La Mondaine de Véronique Willemin aux éditions Hoëbeke se lit comme un roman policier. Cette enquête s'attache aux petites et grandes affaires de la brigade. Chaque chapitre retrace des histoires, des périodes, de façon concise sans tomber dans le pathos ni l'outrance. Véronique Willemin s'est attachée aux protagonistes des deux bords avec une neutralité exemplaire. Une source d'inspiration pour les auteurs en herbe avec une réalité qui dépasse souvent la fiction et une iconographie invraisemblable. C'est un comble : on se prend à fantasmer sur les archives de la police !
Une réflexion de Jacques Arnal, patron de la Mondaine de 1952 à 1955, apporte de l'eau à mon moulin : " Nous ne pouvons nous arrêter au concept du bien et du mal, alors je préfère la notion d'habitudes. Cela signifie que certains actes soulèveront un jour la réprobation uniquement parce qu'ils sont contraires aux habitudes du moment... " (page 141)
Un des meilleurs livres parus sur la police et l'histoire des mœurs. À lire et à recommander.

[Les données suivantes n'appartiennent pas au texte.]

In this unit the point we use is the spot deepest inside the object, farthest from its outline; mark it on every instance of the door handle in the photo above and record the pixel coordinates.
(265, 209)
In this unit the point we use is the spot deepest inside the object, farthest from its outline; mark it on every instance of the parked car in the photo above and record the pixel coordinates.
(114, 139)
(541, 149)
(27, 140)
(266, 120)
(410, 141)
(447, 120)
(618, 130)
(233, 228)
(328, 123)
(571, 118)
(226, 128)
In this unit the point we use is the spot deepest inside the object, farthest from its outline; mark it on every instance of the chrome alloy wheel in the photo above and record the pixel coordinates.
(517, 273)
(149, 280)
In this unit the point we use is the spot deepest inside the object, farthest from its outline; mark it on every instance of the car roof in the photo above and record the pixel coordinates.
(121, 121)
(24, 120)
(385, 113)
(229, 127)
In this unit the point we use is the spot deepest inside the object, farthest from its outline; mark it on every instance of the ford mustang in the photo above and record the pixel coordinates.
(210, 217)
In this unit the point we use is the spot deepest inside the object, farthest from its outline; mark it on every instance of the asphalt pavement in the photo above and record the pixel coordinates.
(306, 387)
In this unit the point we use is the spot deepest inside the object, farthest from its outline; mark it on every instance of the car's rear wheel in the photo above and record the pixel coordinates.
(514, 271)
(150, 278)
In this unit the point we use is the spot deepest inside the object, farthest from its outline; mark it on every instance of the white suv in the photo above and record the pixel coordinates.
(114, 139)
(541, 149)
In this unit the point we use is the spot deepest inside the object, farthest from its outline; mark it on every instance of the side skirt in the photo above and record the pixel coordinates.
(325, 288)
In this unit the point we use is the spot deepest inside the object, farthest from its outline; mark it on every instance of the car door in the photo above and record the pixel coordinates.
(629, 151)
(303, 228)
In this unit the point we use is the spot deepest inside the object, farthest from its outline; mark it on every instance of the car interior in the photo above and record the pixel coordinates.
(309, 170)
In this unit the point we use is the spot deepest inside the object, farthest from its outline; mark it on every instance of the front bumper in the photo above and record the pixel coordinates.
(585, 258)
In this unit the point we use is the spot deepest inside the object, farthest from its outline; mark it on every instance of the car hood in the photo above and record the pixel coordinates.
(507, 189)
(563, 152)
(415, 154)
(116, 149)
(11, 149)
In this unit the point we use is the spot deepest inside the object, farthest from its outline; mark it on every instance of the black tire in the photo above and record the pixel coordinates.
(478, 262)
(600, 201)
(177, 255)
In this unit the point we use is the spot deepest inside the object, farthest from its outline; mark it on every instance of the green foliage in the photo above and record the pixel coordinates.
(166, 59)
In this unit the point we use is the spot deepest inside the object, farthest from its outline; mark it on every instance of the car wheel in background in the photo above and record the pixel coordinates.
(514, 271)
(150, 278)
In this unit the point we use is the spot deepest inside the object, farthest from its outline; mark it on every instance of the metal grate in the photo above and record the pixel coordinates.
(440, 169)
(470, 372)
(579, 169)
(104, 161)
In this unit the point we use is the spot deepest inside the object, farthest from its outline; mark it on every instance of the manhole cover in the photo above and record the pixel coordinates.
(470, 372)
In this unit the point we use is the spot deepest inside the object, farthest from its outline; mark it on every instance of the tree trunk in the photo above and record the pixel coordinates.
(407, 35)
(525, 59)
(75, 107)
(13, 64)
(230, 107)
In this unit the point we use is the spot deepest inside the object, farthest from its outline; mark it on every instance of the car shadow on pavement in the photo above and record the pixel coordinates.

Le Dictionnaire des Livres et Journaux interdits de Bernard Joubert aux éditions du Cercle de la Librairie. Une somme! À tout point de vue (70€). Impressionnant par le nombre d'articles, illustré de très nombreuses vignettes, c'est le relevé systématique et analysé des décisions de la commission de censure depuis 1949 en France. Bernard Joubert nous ouvre les portes de son travail. Érudit, passionnant, il nous fait passer du sourire à la surprise, de la roublardise des éditeurs à l'aveuglement clinique des censeurs. À lire et relire, à consulter souvent.
Pour exemple, je cite la page 28: " Abondances. Revue de photos de femmes à grosses poitrines, quel que soit leur âge ou la grâce de leur physique [...] la Commission de surveillance émit ce commentaire [...]: Reproductions anormaux d'êtres anormaux." Tout est dit.

-Monsieur-

Toxique
de Françoise Sagan
illustrations de Bernard Buffet
éd. Stock 2009

La Mondaine
de Véronique Willemin
éd. Hoëbeke 2009

Le Dictionnaire des Livres et Journaux interdits
de Bernard Joubert
éd. du Cercle de la Librairie 2007

Le Régime Tahiti

"Avant la plage, à la rentrée, après les fêtes de fin d'année, au printemps..." *

Si le contenu est aussi sérieux que la couverture, il faut prévoir l'opération:
Et on supprime les côtes flottantes!




( * citation reprise sur le site
des Éditions Leducs)

-Monsieur-

Le Régime Tahiti de Jessica Azyadé aux Éditions Leducs.

samedi 12 décembre 2009

Épuisés

Il est des endroits où l'on s'égare parfois en se disant qu'on devrait y aller plus souvent. C'est le cas de Aaapoum Bapoum, rue Serpente à Paris. J'avouerai ne rien comprendre aux prix ni au marché de l'ancien mais quand on y trouve son compte...
Je navigue entre les bacs de livres plus ou moins défraîchis à 3, 5, 7 euros... j'oublie les versions rares, les collectors destinés à d'autres bourses, mieux garnies que la mienne. Radio classique enveloppante, les deux libraires sont beaux: lui, barbu, légèrement émacié; elle, aussi brune que lui, enceinte sous une longue robe noire. Sensation de roman russe. Je fouine, ça sent le bois et l'odeur de vieux livre, j'oublie tout. Un instant de bonheur.
Je dégotte quatre livres pour la jeunesse, quatre BD épuisées, quatre livres qui ont moins de quinze ans!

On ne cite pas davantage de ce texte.